After her conversion into a stores issue ship was completed on 4 March 1944 by the Tampa Shipbuilding Co., Tampa, Florida, she was fitted out and put to sea for a short shakedown cruise. Talita got underway from Balboa, Panama Canal Zone, on 1 May bound for the New Hebrides. However, she was diverted to the Solomons and arrived at Guadalcanal on 1 June. After issuing stores there, she proceeded to the New Hebrides.

Talita departed Espiritu Santo on 11 July, reached Eniwetok after a nine-day voyage, and returned to Espiritu Santo on 11 September. She continued resupply runs from there to Majuro, Eniwetok, Ulithi, and Manus until early March 1945 when she headed for the United States.

Talita arrived at San Francisco on 23 March for an overhaul and sailed one month later for the South Pacific. After calling at Pearl Harbor, she shuttled supplies between Eniwetok, Ulithi, Leyte, and Manus until 20 September when she sailed for the Ryukyus. The ship remained at Okinawa from 25 September to 2 October when she got underway for Japan. After offloading supplies at Wakayama, Hiro Wan, and Matsuyama, she returned to Pearl Harbor on 12 November. The next day, she headed for San Francisco.

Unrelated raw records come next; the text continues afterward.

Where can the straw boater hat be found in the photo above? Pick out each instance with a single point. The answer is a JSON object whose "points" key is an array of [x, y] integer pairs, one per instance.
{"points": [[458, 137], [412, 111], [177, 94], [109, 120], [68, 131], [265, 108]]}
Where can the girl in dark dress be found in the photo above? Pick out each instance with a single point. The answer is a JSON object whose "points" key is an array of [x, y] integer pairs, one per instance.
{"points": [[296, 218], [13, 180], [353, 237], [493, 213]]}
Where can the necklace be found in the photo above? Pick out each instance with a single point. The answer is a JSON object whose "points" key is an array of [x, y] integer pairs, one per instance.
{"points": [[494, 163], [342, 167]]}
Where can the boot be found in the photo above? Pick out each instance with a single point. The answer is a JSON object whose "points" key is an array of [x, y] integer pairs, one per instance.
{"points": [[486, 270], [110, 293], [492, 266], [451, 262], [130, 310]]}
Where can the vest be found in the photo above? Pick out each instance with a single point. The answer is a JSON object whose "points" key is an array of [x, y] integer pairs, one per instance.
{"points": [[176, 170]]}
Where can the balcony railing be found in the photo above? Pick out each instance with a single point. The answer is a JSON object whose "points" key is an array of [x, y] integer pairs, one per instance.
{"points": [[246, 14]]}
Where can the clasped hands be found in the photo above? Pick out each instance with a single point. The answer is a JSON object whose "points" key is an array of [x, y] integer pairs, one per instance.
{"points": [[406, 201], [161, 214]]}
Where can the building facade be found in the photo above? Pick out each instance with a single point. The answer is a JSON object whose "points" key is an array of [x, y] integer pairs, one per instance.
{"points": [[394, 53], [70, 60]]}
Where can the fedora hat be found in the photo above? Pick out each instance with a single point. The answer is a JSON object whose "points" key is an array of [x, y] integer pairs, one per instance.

Talita remained there from 21 November 1945 to 17 February 1946 when she sailed for Hawaii. She arrived at Pearl Harbor on 25 February, was decommissioned on 9 April, and towed back to San Francisco for disposal. Talita was transferred to the Maritime Commission on 9 July and struck from the Navy list on 17 July 1947.